While conducting myself, I send a person an e-mail from my private server. This person is not a nice person and is quite tech savy. Tracing back my e-mail address he finds the private server I use for things. Would a tech savy person have tools at his disposal to try and access other information on my server (assume I have either no or only mediocre security). 

 

Assume for the moment that instead of me, it was you. You, being the tech-wiz that you are, obviously show more care to update and protect your server(s). Would that not-nice-person be able to access information from your server as well as me (Techy-Dumb-Dumb McSimpleton)? 

 

--

 

As to the security level of the State Department (or any department at the federal level), I think this ignores the point - it will be more secure there than on her private server. Likewise, if there is a breach of some sort, the authorities have a greater chance of being aware of it and the details surrounding it (greater as compared to their ability to monitor a largely non-monitored private server). 

 

Lastly, this still doesn't get around the fact that her actions lead to the loss of e-mails that were deemed relevant to the government and subject to FOI Requests. This paints a bad light on the actions she took at Secretary of State. 

 

Soar. 

No, the State Department will not be more secure than on a private server. It is under more direct attack and often has lesser protection from said attacks due to much of the "political red tape" involved in assessing and securing the systems in question.  There's a reason I don't do security work in the government sector (though they've gotten markedly better at eliminating the obstacles in recent years).

As to your question:

I don't need to receive an email from you (or intercept one) to know where your server is.  Having your email address is enough.  Likewise, knowing where your server is (or having your email address) is not "access to the system."  It doesn't provide access in any form.  Knowing the IP address of a public-facing server is how the intertubes work and does not represent a vulnerability in any way.

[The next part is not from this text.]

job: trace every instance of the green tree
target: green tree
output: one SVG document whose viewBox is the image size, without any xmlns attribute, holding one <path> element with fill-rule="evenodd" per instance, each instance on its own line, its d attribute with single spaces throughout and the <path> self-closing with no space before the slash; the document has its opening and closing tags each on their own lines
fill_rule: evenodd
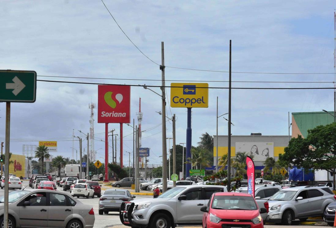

Not sure what I'm doing wrong since these are news stories that provide context for the discussion. Would it be inappropriate to link to FBI.gov page on their report on Bryan H Nishimura for his unauthorized removal and retention of classified materials as it has direct parallels to the Clinton case? 

I've stated multiple times in this thread that linking to articles or videos does not absolve you of the rules of the thread -- they will be treated as if you made the statements yourself in a post.

Stop that. Last warning.

It was my understanding that the concern about the hostile actors was less that a single email could be intercepted but that the end points could be discovered and that part could be compromised. The State Department has a wealth of individuals, devices, and procedures on hand to combat this possible threat from outside threats. However, The Secretary's private email server was not covered by the reasonable protections the State department otherwise employs. Thus, I think the issue regarding the Secretary using a private and uncovered server raises issue of security.

Incorrect regarding the risk of a recipient's system being compromised....and I think that you vastly overestimate the State Dept's resources and procedures.  Remember: the federal government's systems were compromised by multiple parties during the time period in question, with at least one of the compromises resulting in a large scale disclosure of information on state department employees.

Determining the source of an email is as simple as knowing the sender's address.  Public lookups will point you to the public-facing systems/servers.  That's how email works.

The risk of a recipient's system being compromised is that any information they receive needs to be considered compromised as well (regardless of its point of origin).  Again, that is the nature of email.

Hostel actors gained access to the private commercial email accounts of people with whom Secretary Clinton was in regular contact with.

She used her personal email extensively outside of the US in potentially hostile environments. 

A lead-in note: be very careful going forward about quoting only those parts of an article or statement that agree with the point that you're looking to make.

From Comey's statement:

In looking back at our investigations into mishandling or removal of classified information, we cannot find a case that would support bringing criminal charges on these facts. All the cases prosecuted involved some combination of: clearly intentional and willful mishandling of classified information; or vast quantities of materials exposed in such a way as to support an inference of intentional misconduct; or indications of disloyalty to the United States; or efforts to obstruct justice. We do not see those things here.

Email is fundamentally different from data at rest.  An obvious enough statement, but one that has been often and repeatedly overlooked in this whole discussion.

Now...I can't speak to hostel actors, who are generally concerned with finding cheap lodging, but hostile actors appear to be defined in Comey's statement as those who serve nation-states whose interests conflict with those of the U.S.  Saying that hostile actors likely had compromised the accounts of some of those Clinton was communicating with is not saying what you think it is -- it's saying that it doesn't matter in the slightest how secure the system she was sending from was, the recipient's system was compromised.  She could have been sending from an email server located in the depths of NORAD with 24/7 armed guard, it wouldn't have mattered in the slightest.

This is part of the problem with email -- it is communication over insecure channels, often to parties/systems with whom you have no direct control or oversight into.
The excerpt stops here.